Rising playwrights wrestle with race
October 11, 2009
Victory Gardens Theater’s effort to spotlight minority playwrights comes to fruition with its new fall lineup, “Year Zero” by Michael Golamco and “The Elaborate Entrance of Chad Deity” by Kristoffer Diaz.
The long road to the Gardens’ stage for the two writers started in spring ’08 when they submitted their scripts to Victory Gardens’ Ignition Festival. The festival’s goal was to find the best minority playwrights under 40 years old and present their work to a larger audience.
Writers across the country submitted 120 scripts but only six were chosen and made it into stage readings. Two of the six, Diaz’ and Golamco’s, became full productions for the respected theater’s fall lineup and can now be seen at the Victory Gardens Biograph Theater, 2433 N. Lincoln Ave.
“Year Zero” premiered Sept. 11 and ends its run on Oct. 8. The play is about a 16-year-old Cambodian native living in Long Beach, Calif. with his friend. It was published in the Smith and Kraus anthology New Playwrights: Best Plays of 2006 and is also the first play to run on the second studio stage in Victory Gardens Biograph Theater.

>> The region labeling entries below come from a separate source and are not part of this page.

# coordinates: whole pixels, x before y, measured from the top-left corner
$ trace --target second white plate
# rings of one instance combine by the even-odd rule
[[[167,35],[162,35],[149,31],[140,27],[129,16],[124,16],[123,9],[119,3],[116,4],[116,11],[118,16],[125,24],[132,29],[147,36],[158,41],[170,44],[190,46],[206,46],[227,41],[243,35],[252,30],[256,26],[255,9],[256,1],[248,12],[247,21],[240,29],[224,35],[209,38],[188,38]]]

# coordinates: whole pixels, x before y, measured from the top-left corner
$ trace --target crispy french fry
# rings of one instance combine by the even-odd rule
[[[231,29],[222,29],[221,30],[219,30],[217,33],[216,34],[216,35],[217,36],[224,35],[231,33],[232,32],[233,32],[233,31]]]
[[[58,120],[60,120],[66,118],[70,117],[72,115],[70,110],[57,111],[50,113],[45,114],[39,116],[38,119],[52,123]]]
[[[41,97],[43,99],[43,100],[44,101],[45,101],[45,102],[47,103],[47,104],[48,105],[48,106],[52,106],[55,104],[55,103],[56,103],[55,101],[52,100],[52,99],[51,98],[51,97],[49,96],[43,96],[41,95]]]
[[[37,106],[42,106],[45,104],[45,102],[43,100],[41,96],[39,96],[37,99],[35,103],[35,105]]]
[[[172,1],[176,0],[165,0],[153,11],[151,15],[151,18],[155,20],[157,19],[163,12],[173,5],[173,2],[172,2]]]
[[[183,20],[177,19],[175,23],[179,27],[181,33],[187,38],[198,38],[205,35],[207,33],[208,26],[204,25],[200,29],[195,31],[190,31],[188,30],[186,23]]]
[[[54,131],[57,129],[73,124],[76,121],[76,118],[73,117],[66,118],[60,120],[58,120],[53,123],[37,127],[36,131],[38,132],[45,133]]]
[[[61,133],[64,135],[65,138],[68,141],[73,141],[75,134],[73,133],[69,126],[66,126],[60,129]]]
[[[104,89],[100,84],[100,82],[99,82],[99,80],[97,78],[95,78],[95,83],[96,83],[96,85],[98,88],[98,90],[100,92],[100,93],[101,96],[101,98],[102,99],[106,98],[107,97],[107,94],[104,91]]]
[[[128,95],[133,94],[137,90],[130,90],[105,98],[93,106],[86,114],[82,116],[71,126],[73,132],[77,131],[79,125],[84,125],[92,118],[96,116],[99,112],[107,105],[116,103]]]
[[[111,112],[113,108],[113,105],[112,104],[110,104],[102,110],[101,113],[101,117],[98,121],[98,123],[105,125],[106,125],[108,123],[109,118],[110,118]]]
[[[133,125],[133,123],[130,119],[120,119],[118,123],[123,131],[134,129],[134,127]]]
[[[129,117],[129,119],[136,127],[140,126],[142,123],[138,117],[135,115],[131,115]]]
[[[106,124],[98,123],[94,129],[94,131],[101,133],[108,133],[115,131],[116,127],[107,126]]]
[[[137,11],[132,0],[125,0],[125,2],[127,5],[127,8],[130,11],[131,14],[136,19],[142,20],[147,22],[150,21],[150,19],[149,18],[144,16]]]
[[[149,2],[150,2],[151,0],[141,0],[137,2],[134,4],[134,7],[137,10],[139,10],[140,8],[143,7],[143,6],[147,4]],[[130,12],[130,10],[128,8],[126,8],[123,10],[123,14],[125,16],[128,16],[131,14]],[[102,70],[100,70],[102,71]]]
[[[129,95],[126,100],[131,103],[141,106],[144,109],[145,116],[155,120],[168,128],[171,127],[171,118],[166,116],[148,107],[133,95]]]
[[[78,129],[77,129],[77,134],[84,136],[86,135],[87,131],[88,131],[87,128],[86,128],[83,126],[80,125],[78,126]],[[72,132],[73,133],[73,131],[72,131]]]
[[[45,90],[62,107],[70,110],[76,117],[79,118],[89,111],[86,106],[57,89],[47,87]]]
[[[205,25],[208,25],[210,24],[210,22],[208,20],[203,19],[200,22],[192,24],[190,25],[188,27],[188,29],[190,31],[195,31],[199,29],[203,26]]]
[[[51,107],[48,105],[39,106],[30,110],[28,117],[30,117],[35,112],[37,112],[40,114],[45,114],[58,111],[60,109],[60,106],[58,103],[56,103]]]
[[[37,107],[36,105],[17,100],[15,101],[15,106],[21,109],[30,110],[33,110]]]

“The Elaborate Entrance of Chad Deity” was co-produced by theater troupe Teatro Vista and Vista’s co-founder Edward F. Torres directed the play. Most of the Teatro Vista’s acting ensemble was involved with Victory Gardens Theater’s production of “Anna and the Tropics.”
Torres said he doesn’t feel that it’s impossible for minority playwrights or actors in the industry to succeed, but the economy does make funding for midsize and smaller institutions much harder to find. That doesn’t mean companies like Teatro Vista will give up though, he said.
“Look, we’ve got the art,” Torres said. “We’ve got something to say and we’re inclusive, we’re universal. This is our message and if you want to come out and support us, by all means do, but if not, we’ll do it with or without you.”
Torres said that while established playwrights are refining and making great art, younger writers need to be heard. Writers like Diaz have unique perspective, he said.
“Diaz really deals with stereotypes and disrobes them to the core because we’re all human beings,” Torres said. “That’s a very powerful message.”
“The Elaborate Entrance of Chad Deity” follows a veteran Puerto Rican-American wrestler’s fight for the championship belt held by fellow wrestler Chad Deity. The production relies heavily on audience participation with actors making their stage entrances from the crowd with enthusiastic bouts of showmanship. Their entrance wouldn’t be complete without a ring to enter once the combatants are done showboating.
The theater built an actual World Wrestling Enterprise ring with two-by-fours placed under a mat and a large spring in the middle to keep everything from collapsing on top of itself. Another familiar trapping wrestling fans will recognize are the large TVs set up above the ring. In the show the actors use them to challenge each other with their best insults.
The cast for “The Elaborate Entrance of Chad Deity” underwent an extra week of training and conditioning just to learn all of the fighting involved in the play. Training involved falling repeatedly and practicing various moves like the superkick and powerbomb.
Columbia faculty David Woolley was the play’s fight coordinator and once taught the play’s director at Roosevelt University. He said this was the first time he had worked with this style of fighting. He did all the moves and falls along with the cast, including being powerbombed. That one move alone took 10 rehearsal days to get it right, he said.
“You get dumped upside down and hit your head from five feet up, you’re done,” Woolley said. “I had a lot of nightmares about actors killing themselves.”